「ゆりかごから墓場まで」— 人生の各ステージのファイナンシャル・プランニング【連載12】

大学進学費用の準備(奨学金の賢い活用法とリスク)
目次
大学進学には、入学金・授業料・教科書代・生活費など、さまざまな費用がかかります。国公立大学でも初年度に80万円以上、私立大学では100万円〜150万円を超えるケースも珍しくありません。
こうした進学費用の負担を軽減するため、多くの学生が利用しているのが「奨学金制度」です。適切に活用すれば、経済的に進学を支える大きな力となりますが、一方で返済負担や将来の信用リスクなどもあるため、制度を正しく理解したうえで活用することが重要です。
◆ 奨学金には「返すもの」と「返さなくてよいもの」がある
日本の奨学金制度は大きく分けて以下の2種類があります:
区分 | 代表制度 | 特徴 |
給付型 | 高等教育の修学支援新制度、日本学生支援機構の給付奨学金など | 返済不要。条件(所得制限・成績など)あり |
貸与型 | 日本学生支援機構の第一種・第二種奨学金、大学独自の貸与制度など | 卒業後に返済が必要(無利子または有利子) |
◆ 日本学生支援機構(JASSO)の奨学金制度の概要
▸ 第一種奨学金(無利子貸与)
- 成績・家計基準あり(優秀な成績と一定以下の世帯年収)
- 無利子で貸与される
- 月額:自宅通学なら2万円〜5.3万円/自宅外通学なら2万円〜6万円など(選択制)
▸ 第二種奨学金(有利子貸与)
- 成績基準はゆるやかで、幅広い世帯が対象
- 利率は上限3.0%(実際は0.1〜0.5%程度が多い)
- 月額:2万円〜12万円の間で選択可能
▸ 給付型奨学金
- 世帯収入・資産・進学先の要件を満たす学生に対して、返済不要の支援を実施
- 授業料の減免(年最大70万円以上)と併用可能
- 根拠法令:「高等教育の修学支援新制度」※2019年より開始
出典:日本学生支援機構(JASSO)「奨学金制度案内」
URL: https://www.jasso.go.jp/
◆ 奨学金の「賢い活用法」
① 必要な金額だけを借りる
→ 最大限まで借りられるからといってすべてを使うのではなく、「必要な分だけ」を明確にし、無駄な借入を避けることが将来の自分を守る。
② 給付型の制度を優先的に調べる
→ 所得要件が合致する家庭では、給付型奨学金と授業料減免制度の両方が適用される場合もある。

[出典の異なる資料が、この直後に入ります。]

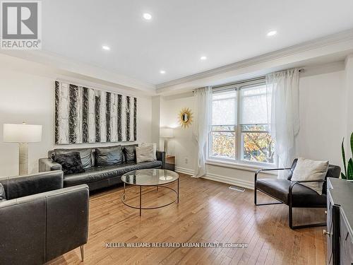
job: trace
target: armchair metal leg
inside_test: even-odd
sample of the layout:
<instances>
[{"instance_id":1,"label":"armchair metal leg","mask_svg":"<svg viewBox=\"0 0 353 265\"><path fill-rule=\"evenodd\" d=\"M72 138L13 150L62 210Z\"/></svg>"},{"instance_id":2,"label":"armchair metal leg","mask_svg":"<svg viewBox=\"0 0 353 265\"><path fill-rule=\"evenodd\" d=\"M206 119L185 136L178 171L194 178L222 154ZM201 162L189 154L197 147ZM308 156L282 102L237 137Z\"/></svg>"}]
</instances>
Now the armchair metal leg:
<instances>
[{"instance_id":1,"label":"armchair metal leg","mask_svg":"<svg viewBox=\"0 0 353 265\"><path fill-rule=\"evenodd\" d=\"M83 261L85 259L85 249L84 249L84 245L82 246L80 246L80 251L81 252L81 260Z\"/></svg>"},{"instance_id":2,"label":"armchair metal leg","mask_svg":"<svg viewBox=\"0 0 353 265\"><path fill-rule=\"evenodd\" d=\"M263 203L258 204L256 192L257 192L257 189L255 187L255 189L253 189L253 203L255 204L255 205L256 206L261 206L261 205L271 205L271 204L283 204L282 201L263 202ZM260 191L260 192L263 192L262 191ZM267 195L270 196L269 194L267 194Z\"/></svg>"},{"instance_id":3,"label":"armchair metal leg","mask_svg":"<svg viewBox=\"0 0 353 265\"><path fill-rule=\"evenodd\" d=\"M326 226L326 223L312 223L309 225L293 225L293 207L292 206L289 206L289 225L291 229L300 229L300 228L315 228L317 226Z\"/></svg>"}]
</instances>

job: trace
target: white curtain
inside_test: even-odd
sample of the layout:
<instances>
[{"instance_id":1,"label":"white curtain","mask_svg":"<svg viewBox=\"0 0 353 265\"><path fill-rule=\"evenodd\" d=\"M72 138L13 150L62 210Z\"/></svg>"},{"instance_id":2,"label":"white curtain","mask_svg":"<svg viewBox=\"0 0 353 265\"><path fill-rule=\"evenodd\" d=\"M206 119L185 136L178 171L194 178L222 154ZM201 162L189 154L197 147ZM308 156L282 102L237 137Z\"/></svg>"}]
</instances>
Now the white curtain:
<instances>
[{"instance_id":1,"label":"white curtain","mask_svg":"<svg viewBox=\"0 0 353 265\"><path fill-rule=\"evenodd\" d=\"M289 69L266 76L270 131L275 140L278 167L290 167L296 155L295 137L299 131L299 73ZM279 174L285 178L286 174Z\"/></svg>"},{"instance_id":2,"label":"white curtain","mask_svg":"<svg viewBox=\"0 0 353 265\"><path fill-rule=\"evenodd\" d=\"M200 177L206 174L206 146L210 129L212 117L211 87L198 88L194 91L196 102L195 123L193 136L198 145L198 163L193 177Z\"/></svg>"}]
</instances>

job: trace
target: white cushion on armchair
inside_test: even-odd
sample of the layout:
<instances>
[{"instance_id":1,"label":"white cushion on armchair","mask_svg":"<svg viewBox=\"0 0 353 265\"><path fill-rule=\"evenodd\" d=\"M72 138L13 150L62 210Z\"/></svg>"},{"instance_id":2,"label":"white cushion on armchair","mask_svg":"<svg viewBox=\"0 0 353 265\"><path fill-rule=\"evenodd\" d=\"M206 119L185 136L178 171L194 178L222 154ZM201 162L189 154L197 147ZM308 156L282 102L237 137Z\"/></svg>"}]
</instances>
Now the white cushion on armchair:
<instances>
[{"instance_id":1,"label":"white cushion on armchair","mask_svg":"<svg viewBox=\"0 0 353 265\"><path fill-rule=\"evenodd\" d=\"M299 158L291 180L324 180L328 170L328 161L315 161ZM314 190L320 195L323 194L323 182L303 182L301 184Z\"/></svg>"}]
</instances>

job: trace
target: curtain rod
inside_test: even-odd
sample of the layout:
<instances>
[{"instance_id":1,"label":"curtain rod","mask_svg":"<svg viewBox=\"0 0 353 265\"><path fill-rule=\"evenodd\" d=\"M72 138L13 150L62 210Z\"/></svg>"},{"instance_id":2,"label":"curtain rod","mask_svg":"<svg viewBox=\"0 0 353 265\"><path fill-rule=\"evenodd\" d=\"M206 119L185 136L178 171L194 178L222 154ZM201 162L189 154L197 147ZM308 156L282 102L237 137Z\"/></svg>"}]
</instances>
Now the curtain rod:
<instances>
[{"instance_id":1,"label":"curtain rod","mask_svg":"<svg viewBox=\"0 0 353 265\"><path fill-rule=\"evenodd\" d=\"M304 68L300 68L299 69L299 73L304 71ZM251 81L258 81L258 80L265 79L265 78L266 78L266 76L261 76L254 77L253 78L249 78L249 79L243 79L243 80L240 80L240 81L236 81L236 82L226 83L224 83L224 84L222 84L222 85L211 86L211 87L212 87L212 88L222 88L222 86L239 85L239 84L241 84L241 83L244 83L251 82ZM195 92L195 91L193 90L193 92Z\"/></svg>"}]
</instances>

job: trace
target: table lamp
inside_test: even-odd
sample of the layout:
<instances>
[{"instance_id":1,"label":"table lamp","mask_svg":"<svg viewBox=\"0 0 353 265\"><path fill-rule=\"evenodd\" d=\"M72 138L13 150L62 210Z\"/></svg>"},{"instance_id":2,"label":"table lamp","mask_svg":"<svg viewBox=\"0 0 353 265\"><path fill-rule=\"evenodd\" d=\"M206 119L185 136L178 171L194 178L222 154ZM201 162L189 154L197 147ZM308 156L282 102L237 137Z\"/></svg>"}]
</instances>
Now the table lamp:
<instances>
[{"instance_id":1,"label":"table lamp","mask_svg":"<svg viewBox=\"0 0 353 265\"><path fill-rule=\"evenodd\" d=\"M42 125L4 124L4 141L18 143L19 175L28 174L28 143L42 141Z\"/></svg>"},{"instance_id":2,"label":"table lamp","mask_svg":"<svg viewBox=\"0 0 353 265\"><path fill-rule=\"evenodd\" d=\"M160 137L164 139L164 151L165 154L167 155L167 148L168 148L168 139L173 138L174 131L172 128L161 128L160 129Z\"/></svg>"}]
</instances>

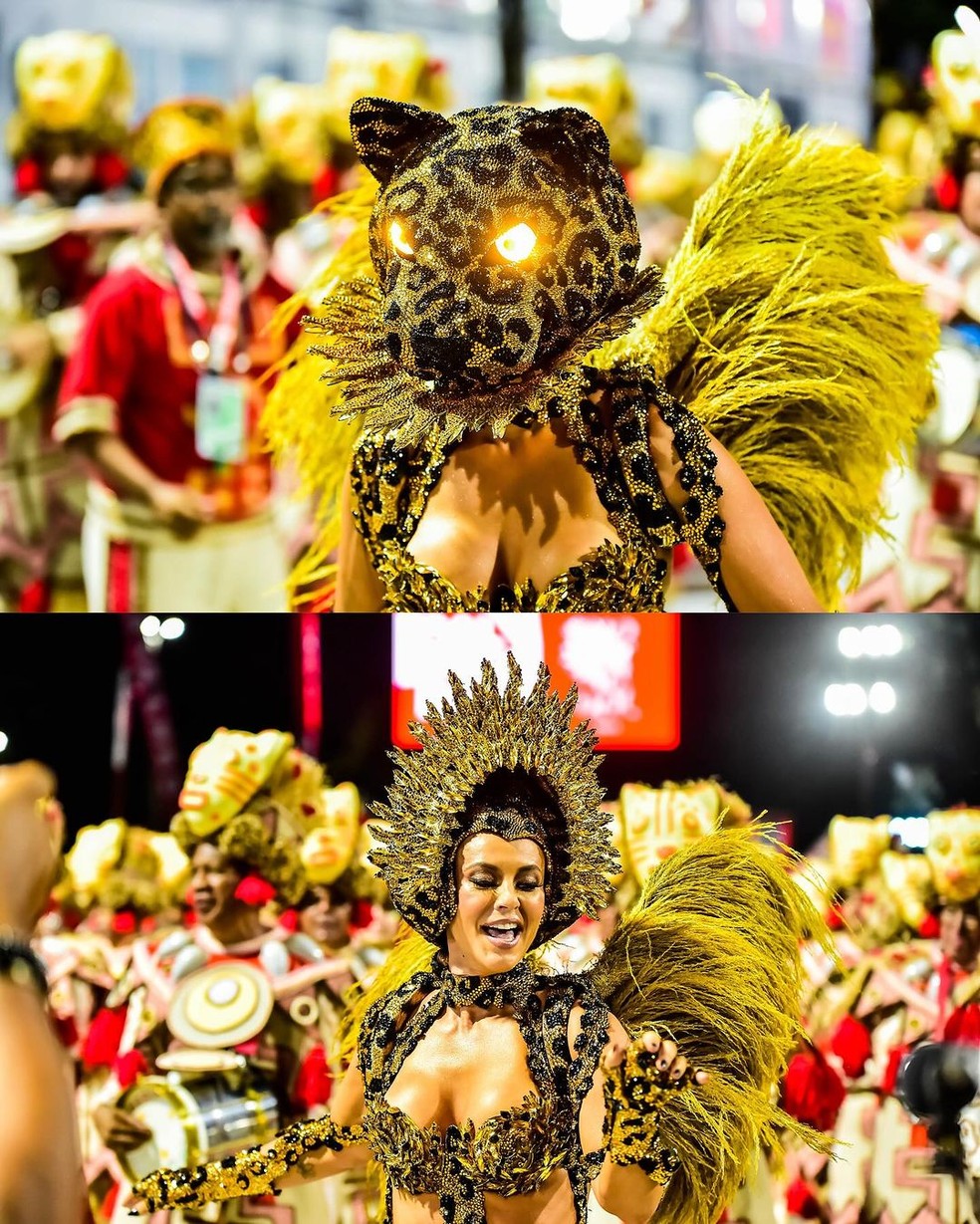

事前の情報収集がカギ。
③ 家計と将来収入を踏まえてシミュレーション
→ 卒業後の返済が月にどれくらいかかるか、返済総額がいくらになるのかを進学前に必ずシミュレーションしておく。
◆ 奨学金のリスクと注意点
▸ 将来の負担になることがある
- 月に数万円を借りた場合、卒業時には300万円以上の借金となることも。
- 社会人になってから返済が家計の負担になるケースも多い。
▸ 延滞による信用情報への悪影響
- 返済を滞納すると、信用情報(いわゆる「ブラックリスト」)に登録され、将来的にローンやクレジットカードが作れなくなる可能性あり。
▸ 返済猶予や減額返還制度の存在も知っておく
- 病気や失業などにより返済が困難になった場合は、猶予申請や月額減額の制度がある(要申請)。
◆ 保護者も「奨学金は借金」という意識を持とう
奨学金は非常に便利な制度ですが、借金であることには変わりありません。親の立場としては、奨学金に頼る割合をできるだけ減らせるよう、中高生のうちから進学費用を積み立てておくことが望ましいです。
また、奨学金を利用する子どもには、「将来の自分が返済するもの」であることを理解させる教育も重要です。大学在学中に、少額でもアルバイト収入から貯金する習慣をつけておくと、卒業後の返済計画にも余裕が生まれます。
◆ まとめ
奨学金は、経済的に厳しい家庭でも進学の夢を叶えられる強力なサポート制度です。しかし、無計画な借入は、将来の重荷になるリスクも伴います。
給付型制度を優先的に活用し、必要最小限の貸与にとどめ、返済計画を事前に立てておくことで、奨学金は「負担」ではなく「未来への投資」になります。
「借りる」だけで終わらず、「返す」未来まで見据えたファイナンシャル・プランニングを心がけましょう。